Temple run or stay?

For young people in Sierra Leone's capital, Freetown, there is a code for the perilous journey that they are making to Europe via Libya.

Photo: Mats Utas

“Back then, when the boats came, people used to run. Now we’d get on gladly, at least it would mean work.” Junior’s bleak jokes are not making anyone laugh. He takes another sip of his Sprite and kicks up the dust on the street where we are sitting in Freetown, Sierra Leone. “That’s why everyone wants to go on a Temple Run”, he adds – this time everyone nods knowingly. In the addictive mega-hit mobile phone game, Temple Run, “you have to run for your life to escape the Evil Demon Monkeys nipping at your heels.” This involves jumping walls of fire, swimming through treacherous waters and flying across collapsing bridges. For young people in Freetown, Temple Run has become code for the perilous journey that an increasing number of young Sierra Leoneans are making to Europe via Libya.

It wasn’t always like this. The collective memory of the Atlantic slave trade off the shores of the Upper Guinea Coast to which Junior alluded when talking about boats, was once used to talk about rights. “We are Sierra Leoneans, not slaves!” young Freetonians shouted in 2013, when an urban beautification project threatened to shut down the informal livelihoods, such as commercial motorbike riding, that allow most young people to survive in the city. Through these slogans, and affirmations of citizenship, young people expressed their hopes and expectations of the government’s ability to deliver development after a 10-year civil war. The struggle was real, but hopes were high then.
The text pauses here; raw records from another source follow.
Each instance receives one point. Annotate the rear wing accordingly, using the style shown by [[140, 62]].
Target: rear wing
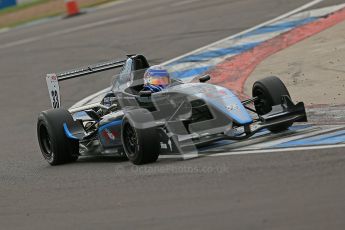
[[53, 79]]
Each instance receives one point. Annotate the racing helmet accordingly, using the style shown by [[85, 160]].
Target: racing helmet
[[157, 75]]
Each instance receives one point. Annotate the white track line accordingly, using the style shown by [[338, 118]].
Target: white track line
[[310, 4]]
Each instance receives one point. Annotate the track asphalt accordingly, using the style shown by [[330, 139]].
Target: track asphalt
[[285, 190]]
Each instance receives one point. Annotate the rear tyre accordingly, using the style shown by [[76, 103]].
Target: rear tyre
[[141, 145], [270, 91], [55, 146]]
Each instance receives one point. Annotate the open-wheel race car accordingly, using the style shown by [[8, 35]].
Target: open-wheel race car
[[139, 124]]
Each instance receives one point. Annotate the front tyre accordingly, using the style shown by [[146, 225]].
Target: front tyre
[[55, 146]]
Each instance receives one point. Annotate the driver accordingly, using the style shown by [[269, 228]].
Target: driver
[[156, 78]]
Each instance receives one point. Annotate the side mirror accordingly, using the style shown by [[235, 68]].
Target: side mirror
[[145, 93], [204, 79]]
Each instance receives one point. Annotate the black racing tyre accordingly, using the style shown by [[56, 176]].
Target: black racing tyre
[[55, 146], [270, 91], [141, 145]]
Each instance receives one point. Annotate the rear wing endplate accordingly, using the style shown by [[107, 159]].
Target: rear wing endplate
[[53, 79]]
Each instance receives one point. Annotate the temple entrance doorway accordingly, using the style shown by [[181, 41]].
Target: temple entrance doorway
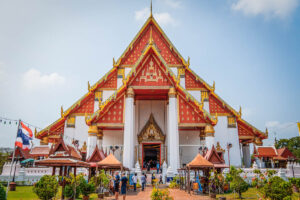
[[151, 155]]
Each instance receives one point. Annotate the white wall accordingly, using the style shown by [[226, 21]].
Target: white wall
[[80, 132], [225, 135], [189, 142], [113, 138]]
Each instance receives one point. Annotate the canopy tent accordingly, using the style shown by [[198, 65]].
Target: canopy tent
[[27, 161], [198, 163], [111, 162]]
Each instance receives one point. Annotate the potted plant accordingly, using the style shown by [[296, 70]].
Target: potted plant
[[86, 189], [101, 182]]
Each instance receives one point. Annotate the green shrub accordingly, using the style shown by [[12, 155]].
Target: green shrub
[[277, 189], [69, 191], [46, 188], [237, 183], [2, 193], [158, 194], [86, 188]]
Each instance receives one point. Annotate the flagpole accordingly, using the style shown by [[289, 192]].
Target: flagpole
[[12, 162]]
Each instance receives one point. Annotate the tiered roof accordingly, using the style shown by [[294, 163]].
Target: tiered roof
[[63, 155], [151, 41]]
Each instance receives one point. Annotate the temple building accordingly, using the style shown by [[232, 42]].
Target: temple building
[[151, 106]]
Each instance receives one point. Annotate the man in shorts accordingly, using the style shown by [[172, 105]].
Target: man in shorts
[[124, 181], [116, 185]]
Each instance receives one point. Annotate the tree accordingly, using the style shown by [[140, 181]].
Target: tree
[[46, 188], [277, 189], [237, 183], [3, 159], [2, 193], [293, 144]]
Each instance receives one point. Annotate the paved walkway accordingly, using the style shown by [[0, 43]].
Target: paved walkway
[[175, 193]]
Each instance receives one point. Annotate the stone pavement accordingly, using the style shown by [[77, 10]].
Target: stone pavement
[[175, 193]]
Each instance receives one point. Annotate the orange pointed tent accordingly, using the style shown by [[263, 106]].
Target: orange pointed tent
[[199, 162], [110, 162]]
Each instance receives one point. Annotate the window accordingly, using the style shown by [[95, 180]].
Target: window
[[71, 122], [231, 122], [204, 95], [98, 96]]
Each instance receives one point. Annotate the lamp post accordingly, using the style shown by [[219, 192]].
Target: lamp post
[[203, 150], [291, 159], [114, 148], [229, 145]]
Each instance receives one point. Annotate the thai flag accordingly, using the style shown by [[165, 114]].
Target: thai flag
[[23, 137]]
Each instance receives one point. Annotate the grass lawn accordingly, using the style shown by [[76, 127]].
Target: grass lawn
[[26, 193], [252, 193]]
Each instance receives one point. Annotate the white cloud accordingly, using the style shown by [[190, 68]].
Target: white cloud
[[2, 71], [276, 125], [267, 8], [173, 3], [163, 18], [34, 79]]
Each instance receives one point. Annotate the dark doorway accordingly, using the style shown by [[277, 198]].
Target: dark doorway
[[151, 155]]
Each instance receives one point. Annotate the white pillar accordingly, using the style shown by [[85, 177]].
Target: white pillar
[[246, 155], [173, 134], [92, 140], [100, 138], [209, 136], [129, 142]]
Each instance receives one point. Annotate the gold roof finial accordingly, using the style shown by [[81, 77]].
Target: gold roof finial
[[61, 111], [151, 9], [240, 111]]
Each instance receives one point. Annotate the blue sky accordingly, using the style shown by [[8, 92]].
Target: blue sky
[[50, 49]]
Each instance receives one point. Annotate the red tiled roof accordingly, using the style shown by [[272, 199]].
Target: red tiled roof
[[266, 152], [40, 151], [199, 162]]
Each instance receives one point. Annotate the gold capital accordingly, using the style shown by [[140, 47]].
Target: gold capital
[[172, 92], [130, 92]]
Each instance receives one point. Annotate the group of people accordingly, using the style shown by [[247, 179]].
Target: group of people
[[151, 164], [121, 182]]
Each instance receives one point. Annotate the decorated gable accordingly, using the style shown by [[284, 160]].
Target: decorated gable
[[87, 106], [187, 113], [114, 113], [215, 106], [165, 49], [244, 130], [111, 83], [191, 82], [150, 74]]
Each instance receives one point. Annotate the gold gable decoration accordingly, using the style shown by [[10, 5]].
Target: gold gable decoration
[[151, 132]]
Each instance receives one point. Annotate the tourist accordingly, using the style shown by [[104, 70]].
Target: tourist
[[152, 179], [143, 180], [134, 180], [116, 185], [123, 185], [160, 179], [148, 166]]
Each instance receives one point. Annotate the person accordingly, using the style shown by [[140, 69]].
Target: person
[[116, 185], [124, 181], [134, 180], [152, 179], [143, 180], [160, 179], [148, 166]]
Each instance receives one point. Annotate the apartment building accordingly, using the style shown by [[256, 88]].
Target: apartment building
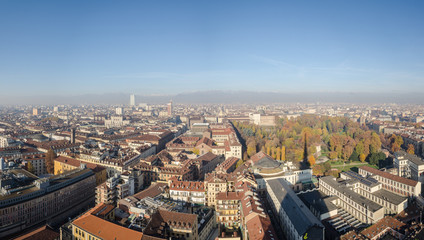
[[63, 164], [38, 162], [45, 199], [295, 219], [393, 183], [228, 208], [187, 191], [363, 209], [373, 190], [409, 166], [94, 225]]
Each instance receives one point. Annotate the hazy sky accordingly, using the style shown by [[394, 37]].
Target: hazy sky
[[72, 47]]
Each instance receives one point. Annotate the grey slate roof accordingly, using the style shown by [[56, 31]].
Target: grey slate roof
[[301, 217], [390, 197], [341, 187], [318, 201], [416, 160]]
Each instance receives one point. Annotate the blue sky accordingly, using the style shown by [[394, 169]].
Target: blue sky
[[165, 47]]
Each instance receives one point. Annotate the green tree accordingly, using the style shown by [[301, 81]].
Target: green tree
[[30, 168], [362, 157], [375, 158], [195, 151], [283, 153], [251, 149], [411, 149], [354, 157], [239, 163]]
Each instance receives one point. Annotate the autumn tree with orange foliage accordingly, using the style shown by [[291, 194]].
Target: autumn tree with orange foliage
[[311, 160], [411, 149]]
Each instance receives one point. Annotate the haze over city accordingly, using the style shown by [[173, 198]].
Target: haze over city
[[68, 49], [211, 120]]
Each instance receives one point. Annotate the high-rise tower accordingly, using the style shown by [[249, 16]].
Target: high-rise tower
[[170, 108], [132, 100]]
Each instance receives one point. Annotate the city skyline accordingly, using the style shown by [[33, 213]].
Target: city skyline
[[67, 49]]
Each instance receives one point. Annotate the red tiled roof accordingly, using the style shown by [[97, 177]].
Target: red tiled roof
[[76, 163], [42, 233], [105, 229], [386, 222], [152, 191], [387, 175], [260, 228], [187, 186]]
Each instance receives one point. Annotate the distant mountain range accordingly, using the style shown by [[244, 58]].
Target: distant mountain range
[[220, 97]]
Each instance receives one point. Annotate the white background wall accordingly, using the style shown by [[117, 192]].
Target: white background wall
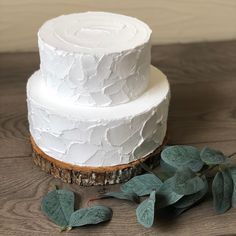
[[171, 20]]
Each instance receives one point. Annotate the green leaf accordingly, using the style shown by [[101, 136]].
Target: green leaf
[[58, 205], [233, 176], [130, 196], [182, 156], [222, 190], [142, 184], [146, 211], [166, 167], [165, 196], [186, 182], [212, 157], [88, 216], [189, 200]]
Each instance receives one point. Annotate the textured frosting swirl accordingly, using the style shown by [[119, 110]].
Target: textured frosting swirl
[[95, 58], [98, 136], [94, 31]]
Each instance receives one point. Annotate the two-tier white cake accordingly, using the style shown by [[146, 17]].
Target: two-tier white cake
[[96, 101]]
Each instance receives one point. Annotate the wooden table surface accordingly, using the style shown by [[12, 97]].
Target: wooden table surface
[[202, 112]]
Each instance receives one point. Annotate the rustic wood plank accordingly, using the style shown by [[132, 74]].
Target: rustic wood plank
[[202, 112]]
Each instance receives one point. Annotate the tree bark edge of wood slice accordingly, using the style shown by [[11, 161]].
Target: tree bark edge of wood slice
[[90, 176]]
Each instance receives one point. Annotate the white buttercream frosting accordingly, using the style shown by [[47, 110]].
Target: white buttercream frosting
[[95, 58], [98, 136]]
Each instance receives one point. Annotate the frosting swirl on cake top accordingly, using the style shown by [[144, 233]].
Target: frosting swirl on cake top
[[96, 31]]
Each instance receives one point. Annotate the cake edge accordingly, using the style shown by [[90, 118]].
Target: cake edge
[[91, 176]]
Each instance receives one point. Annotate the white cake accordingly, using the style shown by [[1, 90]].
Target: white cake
[[96, 101]]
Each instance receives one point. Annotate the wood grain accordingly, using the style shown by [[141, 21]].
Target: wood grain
[[202, 112], [171, 21]]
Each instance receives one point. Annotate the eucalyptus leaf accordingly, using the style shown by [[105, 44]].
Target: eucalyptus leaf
[[88, 216], [142, 184], [58, 205], [222, 190], [186, 182], [233, 176], [146, 211], [189, 200], [130, 196], [166, 167], [212, 157], [165, 196], [182, 156]]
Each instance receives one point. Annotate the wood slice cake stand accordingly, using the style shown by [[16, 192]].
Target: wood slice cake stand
[[88, 176]]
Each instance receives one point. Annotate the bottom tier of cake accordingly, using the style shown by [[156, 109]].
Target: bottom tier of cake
[[98, 136]]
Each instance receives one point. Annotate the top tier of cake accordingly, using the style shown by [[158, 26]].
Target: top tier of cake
[[95, 58]]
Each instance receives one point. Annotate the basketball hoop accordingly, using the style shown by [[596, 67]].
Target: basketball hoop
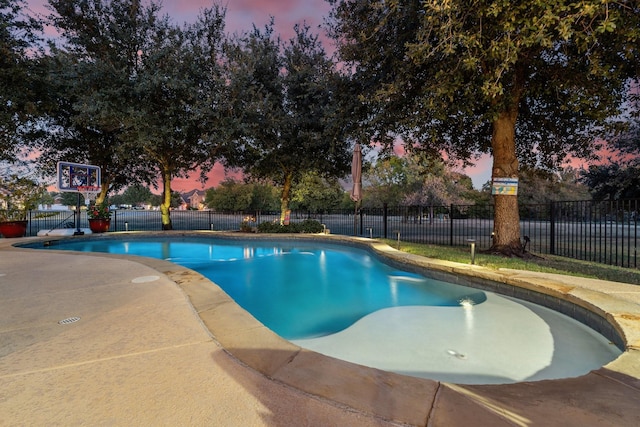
[[89, 192]]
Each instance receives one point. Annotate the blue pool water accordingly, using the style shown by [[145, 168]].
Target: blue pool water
[[343, 302], [296, 289]]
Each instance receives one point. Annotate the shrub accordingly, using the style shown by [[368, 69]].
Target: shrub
[[306, 226]]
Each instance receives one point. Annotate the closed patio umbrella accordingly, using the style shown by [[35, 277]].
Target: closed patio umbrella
[[356, 175]]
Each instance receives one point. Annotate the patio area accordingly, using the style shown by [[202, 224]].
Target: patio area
[[91, 339]]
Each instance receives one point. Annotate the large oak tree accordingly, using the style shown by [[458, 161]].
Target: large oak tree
[[528, 81]]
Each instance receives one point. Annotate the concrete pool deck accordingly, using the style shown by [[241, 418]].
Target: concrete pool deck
[[157, 343]]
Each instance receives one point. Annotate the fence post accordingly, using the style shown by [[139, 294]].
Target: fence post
[[451, 225], [384, 220], [552, 230]]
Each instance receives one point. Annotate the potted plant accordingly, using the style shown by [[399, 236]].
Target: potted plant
[[99, 217], [18, 195]]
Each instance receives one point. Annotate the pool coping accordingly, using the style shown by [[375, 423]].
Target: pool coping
[[399, 398]]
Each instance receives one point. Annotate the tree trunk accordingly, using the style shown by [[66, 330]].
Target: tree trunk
[[285, 197], [102, 195], [166, 200], [506, 238]]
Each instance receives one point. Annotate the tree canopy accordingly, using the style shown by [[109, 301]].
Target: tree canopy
[[20, 73], [531, 82], [287, 95]]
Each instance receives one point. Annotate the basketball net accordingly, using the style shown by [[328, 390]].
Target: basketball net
[[89, 192]]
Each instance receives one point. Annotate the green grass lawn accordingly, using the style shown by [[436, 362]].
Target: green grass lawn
[[541, 263]]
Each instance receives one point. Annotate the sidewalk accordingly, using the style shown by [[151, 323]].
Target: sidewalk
[[148, 350]]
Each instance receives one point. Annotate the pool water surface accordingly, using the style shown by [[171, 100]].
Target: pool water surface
[[344, 302]]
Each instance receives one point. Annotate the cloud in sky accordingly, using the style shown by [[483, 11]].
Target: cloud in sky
[[240, 17]]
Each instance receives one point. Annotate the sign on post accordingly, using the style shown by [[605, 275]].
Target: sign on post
[[504, 187]]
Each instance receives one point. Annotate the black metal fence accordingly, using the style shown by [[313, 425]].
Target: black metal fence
[[603, 232]]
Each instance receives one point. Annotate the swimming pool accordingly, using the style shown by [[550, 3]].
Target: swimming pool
[[344, 302]]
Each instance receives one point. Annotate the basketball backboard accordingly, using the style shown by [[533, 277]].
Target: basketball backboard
[[72, 175]]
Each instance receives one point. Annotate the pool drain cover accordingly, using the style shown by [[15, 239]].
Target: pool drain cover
[[145, 279], [68, 320]]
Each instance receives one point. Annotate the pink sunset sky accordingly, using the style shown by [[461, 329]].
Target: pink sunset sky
[[241, 16]]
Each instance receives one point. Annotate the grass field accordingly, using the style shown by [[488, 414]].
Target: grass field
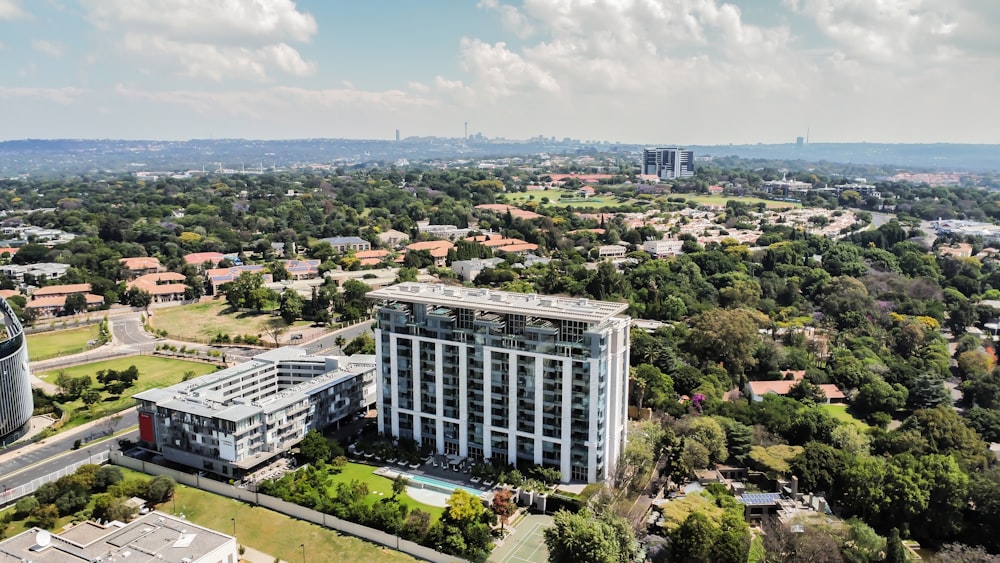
[[377, 484], [562, 197], [722, 199], [199, 322], [44, 345], [257, 527], [153, 372], [839, 412]]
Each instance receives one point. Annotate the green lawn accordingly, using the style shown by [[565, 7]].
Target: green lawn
[[839, 412], [257, 527], [377, 484], [153, 372], [200, 322], [562, 197], [45, 345], [274, 533], [722, 199]]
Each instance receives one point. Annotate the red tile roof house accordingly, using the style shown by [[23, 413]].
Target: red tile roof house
[[199, 258], [757, 389], [218, 276], [163, 286], [50, 301], [438, 249], [141, 265], [302, 269]]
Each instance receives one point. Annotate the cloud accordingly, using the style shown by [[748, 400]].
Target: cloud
[[501, 72], [510, 17], [11, 10], [62, 96], [51, 49], [217, 40]]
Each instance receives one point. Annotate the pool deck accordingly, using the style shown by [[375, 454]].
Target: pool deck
[[485, 492]]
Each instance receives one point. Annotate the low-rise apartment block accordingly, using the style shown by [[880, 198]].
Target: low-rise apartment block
[[234, 420]]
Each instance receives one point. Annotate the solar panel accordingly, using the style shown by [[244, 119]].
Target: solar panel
[[759, 498]]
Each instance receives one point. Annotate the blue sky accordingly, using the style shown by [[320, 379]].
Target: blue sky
[[641, 71]]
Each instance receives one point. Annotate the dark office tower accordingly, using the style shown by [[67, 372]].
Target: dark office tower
[[668, 163], [15, 383]]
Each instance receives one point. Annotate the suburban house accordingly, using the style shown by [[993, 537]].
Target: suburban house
[[201, 258], [50, 301], [141, 265], [302, 269], [345, 244], [467, 270], [371, 257], [438, 249], [218, 276], [393, 238], [756, 390], [162, 286]]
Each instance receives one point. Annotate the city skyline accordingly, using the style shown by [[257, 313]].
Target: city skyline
[[636, 71]]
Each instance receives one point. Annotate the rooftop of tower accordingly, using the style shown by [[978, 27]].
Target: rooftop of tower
[[530, 304]]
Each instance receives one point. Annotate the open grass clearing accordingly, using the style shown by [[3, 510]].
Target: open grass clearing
[[200, 322], [56, 343], [154, 371], [379, 487], [839, 412], [272, 532], [262, 529], [564, 197], [722, 199]]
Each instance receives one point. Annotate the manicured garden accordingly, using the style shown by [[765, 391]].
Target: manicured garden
[[56, 343], [205, 321], [153, 372]]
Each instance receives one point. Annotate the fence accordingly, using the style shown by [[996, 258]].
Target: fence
[[290, 509], [10, 495]]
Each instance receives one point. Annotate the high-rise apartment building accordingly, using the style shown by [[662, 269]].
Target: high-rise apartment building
[[668, 163], [16, 402], [511, 377]]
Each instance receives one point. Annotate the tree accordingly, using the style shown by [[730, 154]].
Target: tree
[[161, 488], [290, 306], [399, 485], [895, 552], [275, 329], [75, 303], [578, 537], [315, 449], [503, 505], [726, 336], [820, 468], [463, 507], [692, 541]]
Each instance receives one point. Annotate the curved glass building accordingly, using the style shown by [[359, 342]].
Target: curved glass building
[[15, 383]]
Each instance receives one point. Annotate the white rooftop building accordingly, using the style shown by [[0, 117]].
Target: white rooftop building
[[232, 421], [509, 377]]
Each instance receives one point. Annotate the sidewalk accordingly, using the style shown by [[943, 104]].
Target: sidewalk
[[251, 555], [81, 430]]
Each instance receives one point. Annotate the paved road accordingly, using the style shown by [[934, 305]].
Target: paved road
[[128, 331], [22, 457]]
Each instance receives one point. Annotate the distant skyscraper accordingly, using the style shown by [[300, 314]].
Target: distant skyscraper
[[668, 163]]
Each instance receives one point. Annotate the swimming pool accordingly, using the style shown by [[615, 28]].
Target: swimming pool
[[440, 486]]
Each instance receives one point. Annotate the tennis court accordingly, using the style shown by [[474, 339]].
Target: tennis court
[[526, 544]]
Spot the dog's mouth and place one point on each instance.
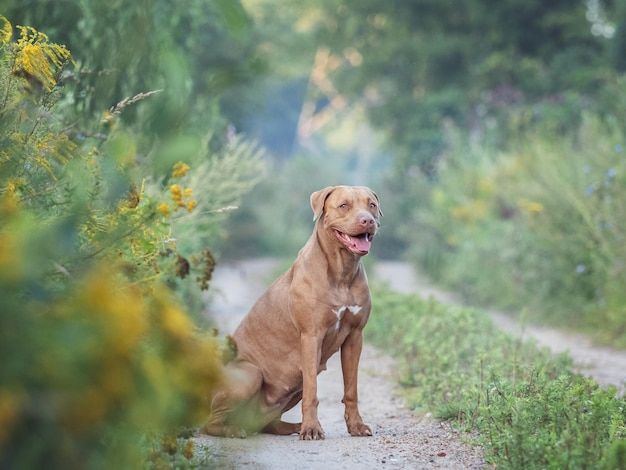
(357, 244)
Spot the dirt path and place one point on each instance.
(400, 440)
(606, 366)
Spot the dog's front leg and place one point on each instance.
(350, 354)
(311, 352)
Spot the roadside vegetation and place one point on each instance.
(103, 253)
(524, 406)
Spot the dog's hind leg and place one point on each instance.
(229, 405)
(283, 428)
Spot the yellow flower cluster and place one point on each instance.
(6, 30)
(37, 58)
(180, 197)
(180, 170)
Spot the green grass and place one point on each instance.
(523, 405)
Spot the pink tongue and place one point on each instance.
(361, 244)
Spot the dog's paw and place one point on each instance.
(359, 429)
(311, 432)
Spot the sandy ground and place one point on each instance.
(606, 366)
(400, 440)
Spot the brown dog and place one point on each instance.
(320, 305)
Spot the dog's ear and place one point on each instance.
(318, 198)
(380, 211)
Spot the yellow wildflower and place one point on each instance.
(177, 193)
(164, 209)
(188, 449)
(180, 169)
(6, 31)
(530, 206)
(38, 58)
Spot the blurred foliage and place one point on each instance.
(422, 63)
(101, 356)
(203, 53)
(523, 406)
(539, 226)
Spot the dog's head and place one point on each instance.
(351, 213)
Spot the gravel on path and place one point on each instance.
(400, 440)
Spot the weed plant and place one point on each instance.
(538, 226)
(524, 406)
(101, 360)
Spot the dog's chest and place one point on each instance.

And then Ebola broke out in 2014. Junior and his friends kept hustling in Freetown, in the streets near Connaught Hospital, where at the height of the epidemic bodies were being dumped in the streets because there was no capacity to admit patients. Some volunteered to join the response as contact tracers and burial team members. Junior himself got sick. He collapsed in the streets and everyone ran away from him scared of contracting Ebola, leaving him alone to drag himself to the hospital and be put in isolation before his tests showed positive only for malaria. The economy crashed during the epidemic, and the post-war gains in economic growth all but disappeared.

So now the boats have a different meaning, they are not distant memories used to claim the rights of free citizens, but they are expressions of a loss of faith, for some, that things can change in Sierra Leone. They still serve as metaphors for how young men like Junior think about citizenship, but rather than asserting expectations, they speak of failures and disappointment. Many have begun to embark on the Temple Run, passing through Agadez in Niger headed towards Libya to board new boats towards Europe. In the busy streets where informal traders get together, daily discussions are dominated by stories of those who have called from refugee camps in Italy, those whose boats capsized, those who have never been heard from again. But Temple Run, for those who stay, is also a way to talk about their own country, to reflect on the feeling that nothing is moving and the loss of energy since the protests in 2013. It signals the possibility for adventure and change and new ways to imagine a future.

During the Ebola epidemic, the media and policy-makers focused on community resistance to public health measures, on grappling with why people escaped quarantined homes and seemingly did not believe that Ebola was real. They talked about a lack of trust in a ‘fragile’ state, and of reticent communities retreating, isolating themselves from the rest of the world. But that was too simple. It failed to consider how young people want to see themselves as Sierra Leoneans, and have expectations attached to these claims; how many of them volunteered during the outbreak and bought into the narrative of national struggle. It also hides from view the ways in which collective disillusionment in the aftermath of the epidemic is balanced by daily attempts to make life after crisis work.

Junior, for example, is working hard to change himself. He stopped drinking after alcohol got him into too many fights and, last time we spoke, he thought he might have been able to secure an apprenticeship through a local politician. It wouldn’t pay much, or last long, but it was something. It’s this imagination and ability to envisage possibilities that those working to rebuild Sierra Leone ought to capture in order to reframe a social contract after the devastation of the epidemic.